大学に到着すると、まず学生寮に入る手続きをしに受付へ向かった。留学準備中、大学敷地内の学生寮に応募するのが最も大変だったことを少し思い出した。ホームステイという選択肢もあったが、料金が割高だったのと、ステイ先が大学から少し遠かったため学生寮にした。ただ、その分競争率は高く、何度もパソコンとにらめっこして空き状況を確認し勝ち獲った。
他の中国人留学生から中国人に間違えられるというハプニングはあったが、何とか手続きを終えた(この話はまた他の記事でも触れようと思う)。寮の番号と自分の部屋のカードキーを受け取り部屋へ向かった。日は高くなっていたが、相変わらず寒かった。
重いスーツケース2つを引きずりながら、3階まで階段を上がった。何故エレベーターがないのだろう。どうにか上りきり、自分の番号の部屋の鍵を開けた。ギーッという、まるで幽霊が開けているような音がなり、ワンルームの部屋が見えた。

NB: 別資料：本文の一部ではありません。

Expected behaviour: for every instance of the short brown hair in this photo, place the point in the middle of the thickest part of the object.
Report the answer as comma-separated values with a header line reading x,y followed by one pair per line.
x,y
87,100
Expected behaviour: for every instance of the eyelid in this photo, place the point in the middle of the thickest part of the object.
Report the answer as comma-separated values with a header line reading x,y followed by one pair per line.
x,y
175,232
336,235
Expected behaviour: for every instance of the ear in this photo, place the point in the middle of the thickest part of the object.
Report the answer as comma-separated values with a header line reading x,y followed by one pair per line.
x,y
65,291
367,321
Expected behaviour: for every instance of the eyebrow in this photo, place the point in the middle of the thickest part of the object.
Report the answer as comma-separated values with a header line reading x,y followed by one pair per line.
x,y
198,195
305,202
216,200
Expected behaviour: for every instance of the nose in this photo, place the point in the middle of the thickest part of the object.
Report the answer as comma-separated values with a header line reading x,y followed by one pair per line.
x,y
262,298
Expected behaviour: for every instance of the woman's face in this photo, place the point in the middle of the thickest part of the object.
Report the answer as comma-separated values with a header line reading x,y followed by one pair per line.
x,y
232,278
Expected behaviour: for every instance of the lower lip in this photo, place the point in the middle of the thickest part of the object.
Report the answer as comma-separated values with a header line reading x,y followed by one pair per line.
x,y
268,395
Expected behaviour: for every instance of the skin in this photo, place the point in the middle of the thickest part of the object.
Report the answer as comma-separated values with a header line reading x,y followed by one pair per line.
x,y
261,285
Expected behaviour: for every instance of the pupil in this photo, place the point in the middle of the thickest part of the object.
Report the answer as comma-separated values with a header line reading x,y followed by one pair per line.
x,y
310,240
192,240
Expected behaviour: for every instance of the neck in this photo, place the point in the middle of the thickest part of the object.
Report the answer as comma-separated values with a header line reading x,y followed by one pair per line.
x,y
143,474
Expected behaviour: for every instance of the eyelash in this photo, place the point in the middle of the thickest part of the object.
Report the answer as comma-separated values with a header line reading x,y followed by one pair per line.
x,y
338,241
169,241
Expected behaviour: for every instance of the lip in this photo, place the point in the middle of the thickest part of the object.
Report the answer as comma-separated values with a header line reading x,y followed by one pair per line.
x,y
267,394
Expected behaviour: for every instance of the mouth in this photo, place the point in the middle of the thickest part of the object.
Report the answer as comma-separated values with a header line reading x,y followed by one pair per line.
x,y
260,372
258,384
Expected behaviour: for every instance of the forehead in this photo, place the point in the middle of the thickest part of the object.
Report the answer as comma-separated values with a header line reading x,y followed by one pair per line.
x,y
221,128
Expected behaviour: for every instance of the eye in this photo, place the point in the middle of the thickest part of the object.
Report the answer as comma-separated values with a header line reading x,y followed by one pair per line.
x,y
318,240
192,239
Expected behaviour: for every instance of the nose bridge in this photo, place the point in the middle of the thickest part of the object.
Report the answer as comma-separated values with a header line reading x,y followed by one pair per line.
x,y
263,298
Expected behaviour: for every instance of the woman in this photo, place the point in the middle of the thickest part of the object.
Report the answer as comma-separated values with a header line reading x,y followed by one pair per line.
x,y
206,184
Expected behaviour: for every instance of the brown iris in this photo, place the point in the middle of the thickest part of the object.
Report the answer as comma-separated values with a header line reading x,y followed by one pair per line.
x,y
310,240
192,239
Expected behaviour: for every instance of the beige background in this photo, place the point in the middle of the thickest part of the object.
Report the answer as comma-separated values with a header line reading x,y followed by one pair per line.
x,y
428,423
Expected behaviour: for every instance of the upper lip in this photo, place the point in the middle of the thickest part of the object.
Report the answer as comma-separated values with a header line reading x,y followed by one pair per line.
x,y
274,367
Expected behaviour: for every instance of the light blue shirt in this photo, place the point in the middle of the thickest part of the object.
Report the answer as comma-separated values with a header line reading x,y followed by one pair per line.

荷物を置き椅子に座り込むと、一気に疲労感が襲ってきた。機内食としてもらった月餅がかばんにあることを思い出し、取り出した。そうか、日本を発った時は中秋の名月だった。だから月餅か。回らない頭でぼんやりと思いながら、一口かじった。
そういえば、もう丸一日お風呂に入っていない。頭も気持ち悪いし、まずお風呂に入ってしまうことにした。思っていたより固かった月餅を飲み込み、スーツケースからタオルやら持ってきていたシャンプーやらを発掘した。
初めて浴びるシャワーの強圧との戦いを終え、シャワールームから出るともう夕日が出ていた。流石にバスマットは日本から持ってきていなかった。明日にでも買ってこよう。
濡れた髪を拭いていると、外から微かに声が聞こえた。他の部屋の住人だろうか。
突然、部屋中にドンドンと大きな音が響いた。思わず、え、と声が出る。誰かが部屋のドアを叩いたのだ。